Okay, l’ho fatta lunga. La faccio altra. Non meno concreta, forse più breve, sicuramente meno immediata. Siamo l’unica specie vivente che, da quando la vita esiste su questa Terra – l’unica vivibile, almeno per quanto ci è dato conoscere – riesca a pensare e volere la propria morte. In altre parole (altre ancora), l’uomo è l’unico animale capace di concepire, meditare, e commettere suicidio; e cioè, letteralmente (ed etimologicamente), di fare strage di sé. Ecco, forse, perché risponderei «sul muso del cane di un passante», o «sul pelo del mio gatto», o ancora «sul baffo sfuggente di uno scoiattolo al parco a due fiati dalla noce che agito piano sul palmo della mano». Non che sia una domanda, quella che apre questa riflessione, che ci si pone gli uni gli altri, pur se tra esseri umani (e però pure i soli «i mortali» tra tutti i moribili), così spesso. Ma ho avuto comunque occasione di essere testimone di risposte diverse: a un concerto; in macchina a cantare con le amiche; a fare progetti; a fare traslochi; nelle canzoni; nelle parole; nelle relazioni.
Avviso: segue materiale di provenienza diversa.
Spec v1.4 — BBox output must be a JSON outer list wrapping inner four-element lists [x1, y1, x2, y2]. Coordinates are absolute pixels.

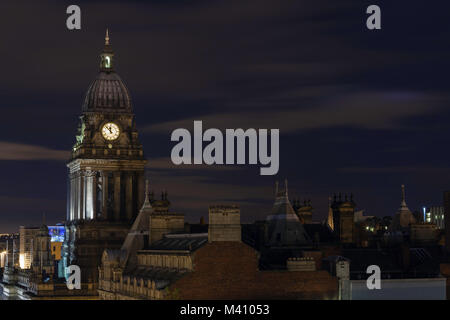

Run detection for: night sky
[[0, 0, 449, 232]]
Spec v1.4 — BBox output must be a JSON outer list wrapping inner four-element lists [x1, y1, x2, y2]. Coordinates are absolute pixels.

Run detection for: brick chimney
[[208, 205, 241, 242]]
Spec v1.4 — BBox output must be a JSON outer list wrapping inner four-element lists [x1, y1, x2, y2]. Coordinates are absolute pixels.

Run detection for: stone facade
[[444, 191, 450, 252], [19, 226, 39, 269]]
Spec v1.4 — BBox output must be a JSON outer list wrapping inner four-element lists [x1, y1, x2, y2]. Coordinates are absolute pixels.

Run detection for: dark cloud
[[0, 0, 449, 232], [0, 142, 69, 161]]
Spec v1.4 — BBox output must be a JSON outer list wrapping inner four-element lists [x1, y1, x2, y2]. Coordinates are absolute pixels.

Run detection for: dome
[[82, 71, 132, 113], [82, 30, 132, 113]]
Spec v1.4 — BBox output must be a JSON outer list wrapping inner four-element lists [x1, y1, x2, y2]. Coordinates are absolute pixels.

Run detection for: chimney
[[208, 205, 241, 242]]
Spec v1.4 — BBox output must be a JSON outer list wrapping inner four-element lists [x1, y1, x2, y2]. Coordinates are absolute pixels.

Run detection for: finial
[[142, 179, 151, 208], [284, 179, 288, 196], [105, 28, 110, 46], [401, 184, 406, 206]]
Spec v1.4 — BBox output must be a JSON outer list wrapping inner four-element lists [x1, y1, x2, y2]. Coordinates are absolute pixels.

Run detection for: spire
[[284, 179, 288, 197], [100, 29, 114, 71], [105, 28, 110, 46], [401, 184, 407, 206], [327, 196, 334, 231], [142, 179, 152, 209]]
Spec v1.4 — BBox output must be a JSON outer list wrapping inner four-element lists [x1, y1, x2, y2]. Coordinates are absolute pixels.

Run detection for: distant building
[[327, 197, 334, 231], [292, 198, 313, 224], [266, 180, 310, 247], [422, 206, 444, 229], [331, 193, 356, 244], [445, 191, 450, 252], [390, 185, 416, 231], [19, 226, 39, 269], [0, 234, 17, 269], [98, 193, 338, 300], [1, 224, 56, 300], [354, 210, 374, 224], [19, 225, 65, 271], [410, 223, 438, 245], [332, 247, 445, 300]]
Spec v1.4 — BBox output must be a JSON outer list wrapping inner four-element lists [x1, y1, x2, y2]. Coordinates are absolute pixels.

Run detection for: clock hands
[[103, 123, 119, 140]]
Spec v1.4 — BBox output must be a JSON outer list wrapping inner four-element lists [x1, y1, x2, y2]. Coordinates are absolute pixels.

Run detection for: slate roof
[[145, 234, 208, 251], [266, 181, 310, 246]]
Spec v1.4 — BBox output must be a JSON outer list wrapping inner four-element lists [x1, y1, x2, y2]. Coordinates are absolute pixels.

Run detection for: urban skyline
[[1, 0, 450, 303], [0, 0, 449, 235]]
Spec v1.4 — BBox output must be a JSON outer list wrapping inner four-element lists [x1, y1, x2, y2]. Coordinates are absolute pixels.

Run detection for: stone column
[[74, 172, 79, 220], [69, 173, 75, 221], [102, 172, 108, 220], [66, 175, 70, 221], [92, 172, 97, 220], [85, 170, 94, 220], [80, 171, 85, 220], [126, 173, 133, 221], [114, 172, 121, 221], [137, 172, 145, 211]]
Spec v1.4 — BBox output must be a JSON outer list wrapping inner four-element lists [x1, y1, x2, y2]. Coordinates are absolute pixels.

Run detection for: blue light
[[48, 226, 65, 242]]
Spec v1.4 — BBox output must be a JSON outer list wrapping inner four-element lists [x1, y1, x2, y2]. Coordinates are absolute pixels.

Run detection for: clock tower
[[63, 30, 147, 293]]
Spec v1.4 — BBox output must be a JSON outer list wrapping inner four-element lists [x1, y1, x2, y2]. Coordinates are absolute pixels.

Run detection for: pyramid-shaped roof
[[266, 180, 311, 246], [120, 181, 153, 269]]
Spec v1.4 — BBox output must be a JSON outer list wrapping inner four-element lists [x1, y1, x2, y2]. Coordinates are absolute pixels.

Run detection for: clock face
[[102, 122, 120, 141]]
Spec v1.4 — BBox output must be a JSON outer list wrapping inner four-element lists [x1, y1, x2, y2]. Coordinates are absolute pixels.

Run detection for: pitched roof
[[266, 180, 311, 246]]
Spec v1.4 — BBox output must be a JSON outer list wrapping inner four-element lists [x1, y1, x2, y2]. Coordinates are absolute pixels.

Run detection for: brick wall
[[169, 242, 338, 300]]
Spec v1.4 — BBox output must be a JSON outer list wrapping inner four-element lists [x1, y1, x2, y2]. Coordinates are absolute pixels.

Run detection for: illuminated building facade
[[62, 30, 147, 294], [19, 226, 39, 269], [423, 206, 445, 229]]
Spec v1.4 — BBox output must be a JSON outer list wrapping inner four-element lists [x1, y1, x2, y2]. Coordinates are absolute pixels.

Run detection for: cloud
[[143, 91, 443, 134], [339, 166, 450, 174], [0, 142, 69, 161], [147, 157, 243, 171]]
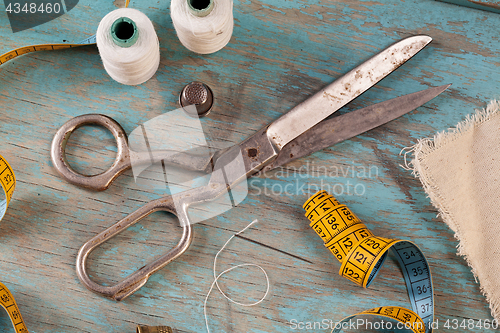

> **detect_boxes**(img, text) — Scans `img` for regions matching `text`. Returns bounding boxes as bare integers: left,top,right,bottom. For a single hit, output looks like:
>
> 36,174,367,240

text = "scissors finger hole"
64,125,118,176
85,210,184,285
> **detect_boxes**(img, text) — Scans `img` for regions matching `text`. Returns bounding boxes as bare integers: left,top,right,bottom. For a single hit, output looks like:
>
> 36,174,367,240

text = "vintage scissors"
51,35,450,301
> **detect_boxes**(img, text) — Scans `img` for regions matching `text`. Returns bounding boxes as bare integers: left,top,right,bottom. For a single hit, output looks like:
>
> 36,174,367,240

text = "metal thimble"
179,81,214,117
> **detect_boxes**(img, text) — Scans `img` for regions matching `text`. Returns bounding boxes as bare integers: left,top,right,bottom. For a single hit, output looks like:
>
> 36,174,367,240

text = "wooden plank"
0,0,499,332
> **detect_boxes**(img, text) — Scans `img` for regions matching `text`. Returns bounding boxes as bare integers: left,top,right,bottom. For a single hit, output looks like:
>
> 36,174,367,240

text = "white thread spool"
96,8,160,85
170,0,234,54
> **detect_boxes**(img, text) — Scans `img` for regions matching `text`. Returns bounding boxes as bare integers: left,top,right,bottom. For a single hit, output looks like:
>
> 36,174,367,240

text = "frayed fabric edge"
402,100,500,322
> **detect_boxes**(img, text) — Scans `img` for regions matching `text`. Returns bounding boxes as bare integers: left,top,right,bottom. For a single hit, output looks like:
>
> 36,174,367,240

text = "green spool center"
188,0,214,17
111,17,139,47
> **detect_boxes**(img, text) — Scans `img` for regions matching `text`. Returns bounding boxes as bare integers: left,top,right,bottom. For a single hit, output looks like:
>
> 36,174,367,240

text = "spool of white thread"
96,8,160,85
170,0,234,54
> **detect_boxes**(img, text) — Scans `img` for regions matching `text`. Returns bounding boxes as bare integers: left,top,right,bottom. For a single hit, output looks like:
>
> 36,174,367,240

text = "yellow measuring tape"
0,283,28,333
0,154,26,332
1,2,132,329
0,154,15,220
0,36,96,66
303,191,434,333
0,0,130,66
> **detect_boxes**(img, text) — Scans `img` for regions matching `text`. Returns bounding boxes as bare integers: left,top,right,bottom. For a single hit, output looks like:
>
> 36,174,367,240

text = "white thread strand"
204,219,270,333
96,8,160,85
171,0,234,54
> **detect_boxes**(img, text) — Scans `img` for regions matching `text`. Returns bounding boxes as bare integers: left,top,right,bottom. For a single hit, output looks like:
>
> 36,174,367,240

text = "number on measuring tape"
0,154,16,220
1,281,29,332
0,157,25,332
303,190,434,333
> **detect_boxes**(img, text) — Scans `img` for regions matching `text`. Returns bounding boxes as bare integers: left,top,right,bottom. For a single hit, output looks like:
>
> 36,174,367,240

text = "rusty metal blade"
266,35,433,150
262,84,451,171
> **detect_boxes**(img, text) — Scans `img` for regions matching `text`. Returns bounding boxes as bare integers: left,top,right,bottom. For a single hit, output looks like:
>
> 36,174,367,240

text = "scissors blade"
267,35,432,150
206,36,434,193
262,84,451,171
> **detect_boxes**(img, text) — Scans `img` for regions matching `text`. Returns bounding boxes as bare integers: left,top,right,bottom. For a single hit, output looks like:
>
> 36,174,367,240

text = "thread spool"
96,8,160,85
170,0,234,54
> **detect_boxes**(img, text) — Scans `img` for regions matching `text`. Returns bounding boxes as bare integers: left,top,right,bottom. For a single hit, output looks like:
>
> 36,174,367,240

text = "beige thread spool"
96,8,160,85
170,0,234,54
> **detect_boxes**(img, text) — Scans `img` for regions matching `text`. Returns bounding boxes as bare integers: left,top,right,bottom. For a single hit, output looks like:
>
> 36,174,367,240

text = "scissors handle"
76,192,194,301
75,171,232,300
51,114,217,191
51,114,132,191
71,120,276,300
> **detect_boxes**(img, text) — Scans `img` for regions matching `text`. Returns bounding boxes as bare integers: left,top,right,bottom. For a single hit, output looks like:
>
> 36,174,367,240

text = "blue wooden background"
1,0,499,332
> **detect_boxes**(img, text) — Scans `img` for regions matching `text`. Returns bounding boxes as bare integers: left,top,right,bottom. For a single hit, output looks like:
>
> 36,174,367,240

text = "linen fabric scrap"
408,100,500,321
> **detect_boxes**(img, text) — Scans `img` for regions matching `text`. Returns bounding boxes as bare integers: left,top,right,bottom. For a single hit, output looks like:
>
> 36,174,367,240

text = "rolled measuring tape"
0,155,25,332
303,191,434,333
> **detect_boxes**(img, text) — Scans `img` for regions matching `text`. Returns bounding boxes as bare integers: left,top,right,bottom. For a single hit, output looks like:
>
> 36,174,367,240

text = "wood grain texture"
0,0,499,332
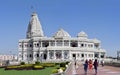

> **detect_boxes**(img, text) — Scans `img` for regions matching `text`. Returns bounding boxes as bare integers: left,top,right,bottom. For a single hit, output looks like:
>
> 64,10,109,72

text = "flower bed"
5,63,55,70
33,65,44,70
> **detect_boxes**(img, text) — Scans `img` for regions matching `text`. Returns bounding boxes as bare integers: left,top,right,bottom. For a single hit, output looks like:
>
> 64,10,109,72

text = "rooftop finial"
30,5,36,13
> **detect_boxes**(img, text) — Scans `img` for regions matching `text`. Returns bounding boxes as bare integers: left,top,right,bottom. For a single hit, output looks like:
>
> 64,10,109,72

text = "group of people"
84,59,98,75
74,59,104,75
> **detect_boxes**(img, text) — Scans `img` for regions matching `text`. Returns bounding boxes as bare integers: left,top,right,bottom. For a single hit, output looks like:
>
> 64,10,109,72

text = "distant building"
0,55,14,61
0,55,18,66
117,51,120,60
18,12,106,63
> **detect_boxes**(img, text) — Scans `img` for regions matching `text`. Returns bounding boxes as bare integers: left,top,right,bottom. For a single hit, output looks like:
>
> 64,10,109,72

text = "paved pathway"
70,62,120,75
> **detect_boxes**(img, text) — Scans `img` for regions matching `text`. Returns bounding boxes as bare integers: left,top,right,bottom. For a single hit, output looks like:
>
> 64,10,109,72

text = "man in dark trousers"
93,59,98,75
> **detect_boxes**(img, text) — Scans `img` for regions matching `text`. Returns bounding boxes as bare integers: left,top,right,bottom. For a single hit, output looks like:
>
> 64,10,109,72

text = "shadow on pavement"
74,73,95,75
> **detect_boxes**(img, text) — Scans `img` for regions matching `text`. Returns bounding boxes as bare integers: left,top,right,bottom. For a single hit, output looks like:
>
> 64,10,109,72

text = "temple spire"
26,12,44,39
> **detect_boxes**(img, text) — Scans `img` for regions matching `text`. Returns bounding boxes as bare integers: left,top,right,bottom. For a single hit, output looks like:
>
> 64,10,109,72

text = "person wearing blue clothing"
83,59,88,75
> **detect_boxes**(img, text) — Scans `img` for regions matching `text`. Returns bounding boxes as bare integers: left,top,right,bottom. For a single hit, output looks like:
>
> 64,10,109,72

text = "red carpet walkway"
69,62,120,75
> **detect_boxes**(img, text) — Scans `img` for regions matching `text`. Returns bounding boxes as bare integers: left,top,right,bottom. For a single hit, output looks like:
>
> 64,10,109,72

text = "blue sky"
0,0,120,57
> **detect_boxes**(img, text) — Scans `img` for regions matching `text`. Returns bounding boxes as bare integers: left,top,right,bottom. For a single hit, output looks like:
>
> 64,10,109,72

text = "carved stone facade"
18,12,106,63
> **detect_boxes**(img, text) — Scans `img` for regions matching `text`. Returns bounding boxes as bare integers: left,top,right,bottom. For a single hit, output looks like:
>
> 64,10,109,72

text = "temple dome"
77,31,88,38
53,28,71,38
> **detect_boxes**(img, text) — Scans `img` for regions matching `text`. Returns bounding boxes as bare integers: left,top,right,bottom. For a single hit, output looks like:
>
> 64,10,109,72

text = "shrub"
60,62,66,67
20,62,25,65
5,66,18,70
33,65,44,70
60,67,66,71
40,63,55,67
35,61,40,65
66,61,69,64
55,66,60,69
55,63,60,65
51,69,58,74
5,64,33,70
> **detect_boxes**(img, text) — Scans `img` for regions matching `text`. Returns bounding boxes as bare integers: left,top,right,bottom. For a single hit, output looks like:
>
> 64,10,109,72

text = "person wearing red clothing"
88,59,93,72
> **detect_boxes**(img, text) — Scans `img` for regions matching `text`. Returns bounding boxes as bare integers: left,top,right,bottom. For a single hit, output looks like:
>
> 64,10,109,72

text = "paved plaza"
69,62,120,75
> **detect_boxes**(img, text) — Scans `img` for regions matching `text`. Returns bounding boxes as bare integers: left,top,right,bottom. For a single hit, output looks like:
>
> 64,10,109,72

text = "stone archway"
43,53,47,60
72,54,76,60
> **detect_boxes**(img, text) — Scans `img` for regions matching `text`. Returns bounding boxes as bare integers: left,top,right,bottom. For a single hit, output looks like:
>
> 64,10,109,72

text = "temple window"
81,44,84,47
101,55,104,58
94,44,99,48
89,54,93,57
19,45,22,47
56,40,62,46
42,41,49,47
49,51,54,59
85,44,87,47
30,44,32,47
37,43,39,47
91,44,93,47
71,42,78,47
36,54,39,57
95,54,98,58
51,41,55,46
34,43,37,47
64,40,69,46
81,54,84,57
29,54,32,58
E allora (mi) chiedo: e nelle restanti miliardi di sistoli fuori da lì?
«Va’ dove ti esplode il cuore», dice il ritornello di un brano a me recentemente caro (perché può diventare in breve molto caro anche ciò che non ci è antico); «ma resta nel tragitto», direbbe chi crede che dopo il botto non resti che nulla.
Tum tum.
Tum tum.
Tum tum.
Nel cuore, rispondo io, alle domande tutte. L’unico posto in cui so che crescono fiori a ogni bomba, se batte per.
– Federica Margherita Corpina
“Ecco, forse, perché risponderei «sul muso del cane di un passante», o «sul pelo del mio gatto», o ancora «sul baffo sfuggente di uno scoiattolo al parco a due fiati dalla noce che agito piano sul palmo della mano». Non che sia una domanda, quella che apre questa riflessione, che ci si pone gli uni gli altri, pur se tra esseri umani (e però pure i soli «i mortali» tra tutti i moribili), così spesso. Ma ho avuto comunque occasione di essere testimone di risposte diverse.”